Lulu follows Facebook’s developer terms, similar to other apps. As you noted, we have an automatic removal tool for any guy who doesn’t want to be reviewed by his friends. We find that the vast majority of guys want to be on Lulu as a way to get discovered by girls and get feedback from friends. We’ve received more than 500K requests from guys for girls to review them.
In addition to their Facebook friends, girls can also see guys who have signed up for Lulu. We have a different experience for guys to add info for girls to see, such as photos, relationship status, and hashtags. It is NOT true that girls can see whatever stranger is nearby. In your art gallery example, if that young lady was not friends with your male friend, then the only way she could have seen him is if he had signed up for Lulu.
 It’s good to have an explanation as to why strangers are here there and everywhere, but I still feel a little yucky.
Lulu is definitely provocative, but we think it’s perfectly normal for girls to discuss guys and relationships. In fact, Lulu takes its cue from the real world and we provide information to help girls make smarter decisions about relationships.
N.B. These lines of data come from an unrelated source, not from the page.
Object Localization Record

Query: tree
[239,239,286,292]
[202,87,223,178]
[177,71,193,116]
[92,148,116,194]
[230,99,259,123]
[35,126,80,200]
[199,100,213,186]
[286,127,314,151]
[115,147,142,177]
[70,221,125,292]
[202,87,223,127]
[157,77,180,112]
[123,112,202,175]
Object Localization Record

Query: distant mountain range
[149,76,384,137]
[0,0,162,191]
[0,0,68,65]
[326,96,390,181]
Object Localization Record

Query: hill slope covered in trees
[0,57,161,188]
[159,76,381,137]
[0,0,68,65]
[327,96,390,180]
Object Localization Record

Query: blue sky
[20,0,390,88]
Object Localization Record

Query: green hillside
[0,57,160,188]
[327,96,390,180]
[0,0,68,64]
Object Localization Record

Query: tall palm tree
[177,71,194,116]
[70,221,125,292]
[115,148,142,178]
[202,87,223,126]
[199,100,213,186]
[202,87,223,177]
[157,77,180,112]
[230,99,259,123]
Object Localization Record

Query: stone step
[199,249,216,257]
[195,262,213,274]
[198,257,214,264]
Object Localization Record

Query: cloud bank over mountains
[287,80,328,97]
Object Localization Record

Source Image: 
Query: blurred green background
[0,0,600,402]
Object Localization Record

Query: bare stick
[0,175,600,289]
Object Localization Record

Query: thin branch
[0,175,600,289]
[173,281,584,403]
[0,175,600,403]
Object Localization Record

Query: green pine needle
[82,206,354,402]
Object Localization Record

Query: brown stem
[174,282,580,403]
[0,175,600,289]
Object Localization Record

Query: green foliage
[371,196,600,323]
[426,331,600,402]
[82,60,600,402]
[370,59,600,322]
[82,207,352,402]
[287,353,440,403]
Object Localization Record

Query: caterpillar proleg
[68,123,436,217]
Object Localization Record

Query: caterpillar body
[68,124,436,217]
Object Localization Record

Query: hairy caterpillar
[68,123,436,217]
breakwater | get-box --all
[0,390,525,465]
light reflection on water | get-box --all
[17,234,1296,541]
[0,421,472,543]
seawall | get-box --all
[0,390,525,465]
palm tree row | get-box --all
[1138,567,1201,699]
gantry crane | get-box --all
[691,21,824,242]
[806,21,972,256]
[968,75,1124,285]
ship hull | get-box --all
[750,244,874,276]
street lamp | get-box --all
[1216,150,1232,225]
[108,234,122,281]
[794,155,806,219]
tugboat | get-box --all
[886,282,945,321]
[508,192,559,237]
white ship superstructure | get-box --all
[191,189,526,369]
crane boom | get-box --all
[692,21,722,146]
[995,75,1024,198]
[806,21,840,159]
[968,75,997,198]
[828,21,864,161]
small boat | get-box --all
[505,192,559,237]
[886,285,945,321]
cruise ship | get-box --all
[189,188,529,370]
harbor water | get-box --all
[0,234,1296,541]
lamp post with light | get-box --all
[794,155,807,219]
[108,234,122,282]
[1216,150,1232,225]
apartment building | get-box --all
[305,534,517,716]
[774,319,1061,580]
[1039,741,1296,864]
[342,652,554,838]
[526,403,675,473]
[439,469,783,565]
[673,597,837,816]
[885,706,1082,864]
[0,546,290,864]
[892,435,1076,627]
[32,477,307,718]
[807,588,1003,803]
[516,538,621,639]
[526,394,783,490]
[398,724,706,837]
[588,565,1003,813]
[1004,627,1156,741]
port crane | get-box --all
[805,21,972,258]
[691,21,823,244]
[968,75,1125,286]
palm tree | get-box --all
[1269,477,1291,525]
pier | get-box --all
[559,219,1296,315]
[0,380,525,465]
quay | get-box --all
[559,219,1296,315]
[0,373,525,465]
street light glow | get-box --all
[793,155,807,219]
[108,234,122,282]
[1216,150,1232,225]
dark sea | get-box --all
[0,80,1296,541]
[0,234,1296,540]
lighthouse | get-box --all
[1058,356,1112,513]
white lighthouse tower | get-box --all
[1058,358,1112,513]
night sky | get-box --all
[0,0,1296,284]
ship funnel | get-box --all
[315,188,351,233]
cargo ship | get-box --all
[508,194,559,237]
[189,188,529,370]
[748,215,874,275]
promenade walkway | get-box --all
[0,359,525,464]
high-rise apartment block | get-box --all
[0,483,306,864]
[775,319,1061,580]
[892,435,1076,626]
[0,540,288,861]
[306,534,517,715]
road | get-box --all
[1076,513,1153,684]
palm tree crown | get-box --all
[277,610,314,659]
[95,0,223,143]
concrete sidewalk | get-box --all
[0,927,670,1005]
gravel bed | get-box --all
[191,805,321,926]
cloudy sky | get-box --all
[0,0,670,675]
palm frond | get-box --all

I am looking at a screen with the profile photos of many of my male friends. There’s a married guy who has his 2-year-old son as his main photo, right next to a stranger I’ve never seen before who I am not friends with on Facebook and the guy who sang loudest in high school choir. Oh, there’s my married brother. Their full names are there, along with a numbered rating from female reviewers.

You might’ve heard about the Lulu app from a New York Times piece about the company a few weeks back. I heard about it only recently from a friend who downloaded it out of curiosity and lo and behold, there was her boyfriend’s face with three reviews. She deleted it immediately instead of reading what his exes had to say about him.

Here’s how the company says it’s supposed to work, as a tool to help women have a bit of background about a guy before they go out with them: You sign in using your Facebook account but you get to stay anonymous (unlike the fellas) when you’re reviewing your past experience with the men whose faces show up on the site, whether you just had a crush or are an ex-girlfriend who wants to let the world know her heart was irrevocably broken.

It’s not quite like a Yelp for dating because reviewers can’t write whatever they want and are instead kept to a certain set of hashtags like #SweetToMom or #RudeToWaiters. The app guides you through a few sections like “appearance” “The Good” and “The Bad” and then comes up with a rating between 1 and 10 somehow at the end.

The app’s FAQ says: “Lulu is friends only. Girls can only see and review their friends. Guys can only be seen and reviewed by their friends.” (Side note: What does this accomplish then, unless you only want to date your FB friends?)

But the fact remains that I am seeing a whole lot of strangers who are most definitely not my Facebook friends. I’m seeing what their past crushes felt about them, whether they like to snuggle or got an “A in anatomy” (eww, when your family members are on there) and again, their full names.

As another friend related anecdotally, it seems that strangers can see whichever guy happens to be nearby.

“A friend of mine was at an art gallery about a month ago, chatting up a young lady, and she pulled out her phone right in front of him and looked him up on it while he was standing right there,” she says. “He said it felt supremely creepy.”

And the founder even seems to imply in the NYT piece that Lulu is meant to shed light on strangers, specifically: “When you Google a guy, you don’t want to know if he voted Republican or what he wrote a paper about in college.” she said. “You want to know if mothers like him. Does he have good manners? Is he sweet?”

If you’re already Facebook friends with the guy, why would you need to Google him?

Consumerist reached out to Lulu to address what would appear to be a privacy loophole — sure, the terms of use and privacy policy explain how the app needs to access your Facebook information, but I highly doubt every male I’m friends with would grant the use of his image and name just by the fact that we’re friends.

There is this on the FAQ: “If guys don’t want to be reviewed by their friends on Lulu, we take them off immediately.”

But again, the guy would have to be aware of such an app in the first place in order to request they be removed, and that might not be the case.

On the one hand, this could be seen as empowering — men are far from innocent when it comes to their treatment of women. But also? It’s kind of icky. Or is it? As a male friend of mine said when I asked, “Dudes just don’t really care.” Tell us if you care, dudes. And gals.